Mr Sykes puts the increase down to a series of awards for Leven, including Sport England's Activemark for sports and the Basic Skills Agency's Quality Mark for literacy and numeracy.
But jobs at nearby schools are also much sought-after. Beverley Minster C of E primary had 80 applications for a Year 4 classroom teacher two years ago, and at Beverley St Nicholas community primary two teaching posts each attracted more than 100 applications last year.
Bob Duerden, senior education adviser at East Riding of Yorkshire council, said: "We are used to seeing more than 60 applications for teaching jobs in East Riding, but 100 is unusual.
"Leven primary has a lot going for it though. It's a small school in a nice area."
The downside is that funding for the workforce agreement and falling rolls mean some East Riding schools are having to let staff go, he said.
Elsewhere in the country schools are struggling to recruit staff - or to hold on to those already in post.
John Howson, of Education Data Surveys, said that while falling rolls meant primary teaching jobs in many areas were hard to come by, increasing numbers of retiring heads meant schools faced the opposite problem in filling leadership positions. Headteacher vacancies were continuing to break records, with the latest figures showing that the number of posts advertised was up by more than a quarter compared to two years ago. In the first four months of the year there were 1,512 headship vacancies,up from 1,501 during the same period last year and from 1,199 in 2003, he said.

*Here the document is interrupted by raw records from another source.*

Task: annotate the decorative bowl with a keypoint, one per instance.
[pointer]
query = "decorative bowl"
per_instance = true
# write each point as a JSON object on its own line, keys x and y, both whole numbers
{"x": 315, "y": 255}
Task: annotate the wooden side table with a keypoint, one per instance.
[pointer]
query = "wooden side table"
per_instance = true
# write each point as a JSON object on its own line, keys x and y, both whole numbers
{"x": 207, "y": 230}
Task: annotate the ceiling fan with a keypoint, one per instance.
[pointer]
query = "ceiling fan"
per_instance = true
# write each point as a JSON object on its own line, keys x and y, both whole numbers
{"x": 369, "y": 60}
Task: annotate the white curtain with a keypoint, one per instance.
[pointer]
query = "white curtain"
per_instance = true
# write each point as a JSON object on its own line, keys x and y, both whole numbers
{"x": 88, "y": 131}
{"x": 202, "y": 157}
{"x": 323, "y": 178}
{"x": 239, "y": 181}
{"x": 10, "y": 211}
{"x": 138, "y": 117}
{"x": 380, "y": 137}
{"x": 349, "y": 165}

Sylvia Morris, head of the Cathedral school of St Saviour and St Mary Overie, in Southwark, south London, blames the cost of travel and housing in the capital for the expected loss of five of her 10 teachers in July.
She thinks the rise in the congestion charge from pound;5 to pound;8 from July will make things worse. "Teachers should receive the same reduction as other key workers," she said. "Public transport is not cheap or reliable.
It is smelly, sweaty and you get squashed in like a sardine and some of us don't want to do that day in day out."